While President Biden and many big media outlets have falsely depicted student protesters as violent, CNN recently published the piece “Unmasking counterprotesters who attacked UCLA’s pro-Palestine encampment.” See video.

ARUN GUPTA, arun.indypendent@gmail.com, @arunindy
Gupta is an investigative reporter who has covered protest movements around the United States for decades. He recently spent more than a week reporting on five different student encampments in New York City. He was on the inside of Columbia University, New York University, and City College of New York, and was on the scene when each one was violently evicted by the NYPD. He just wrote about the student protest movement for YES Magazine, “Students for Gaza are Undeterred.”

He said, “The reflex by many universities to use riot police to crush peaceful student protests is outrageous but hardly shocking. The media have failed to explain how police violence has been deployed extensively against left-wing activists since the nonviolent protest against the World Trade Organization Ministerial in 1999 that became known as ‘The Battle of Seattle.’ After that, increasingly militarized police targeted protests against the Iraq War, immigrant-rights activists, Occupy Wall Street, Ferguson, and Black Lives Matter. The media seem to have forgotten that in one day, May 30, 2020, eight people were blinded in one eye by police munitions during the George Floyd protests. The sight of heavily armed riot police body slamming professors and using potentially lethal munitions and chemical weapons against students peacefully calling for an end to Israel’s genocide of Gaza indicates that America’s authoritarian turn is a bipartisan policy.

“The media have also ignored the historical significance of this organic student movement. In my visits to the camps the students are principled, sophisticated, militant, and peaceful. Unlike the media, they study history and are eager to learn about past social movements. They cite as influences on their movement calling for universities to divest from Israel the 1968 student movement, the anti-apartheid divestment movement, Occupy Wall Street, and the Black Lives Matter and George Floyd movement. Most significantly, the students draw inspiration from Palestinians, who remarkably have responded with messages of support and solidarity even as Israel is trying to bomb and starve them to death. The example of the Palestinians also explains the resilience of this movement. Students have been subjected to doxing, suspensions, being thrown out of their homes and school with little notice, and considerable violence from police and right-wing mobs. But they say whatever they suffer is nothing compared to what Palestinians are suffering.

“Police violence has not suffocated it. Protests keep popping up in new forms and locations. I stood on the steps of NYU’s Stern School of Business as police arrested more than 130 students, faculty, and community members on April 22. Days later students set up a new encampment nearby. After that was evicted, NYU students occupied the library.

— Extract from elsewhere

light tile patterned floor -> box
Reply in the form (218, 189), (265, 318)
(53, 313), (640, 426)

After the New School’s student protest was swept away, faculty set up an encampment. After the NYPD violently broke up the occupation at CCNY, one of 25 campuses at the City University of New York, a new occupation was launched at the CUNY Graduate Center in Midtown Manhattan. Palestine solidarity protests and camps continue to pop up around the country, in 45 of 50 states, and in 29 countries worldwide.

“Students say this movement is not going away until the genocide is ended and there is a permanent ceasefire. Many are organizing to be on the streets of Chicago during the Democratic National Convention in August. They also plan to keep organizing and protesting over the summer in anticipation of a renewed movement once classes start up again in the fall.”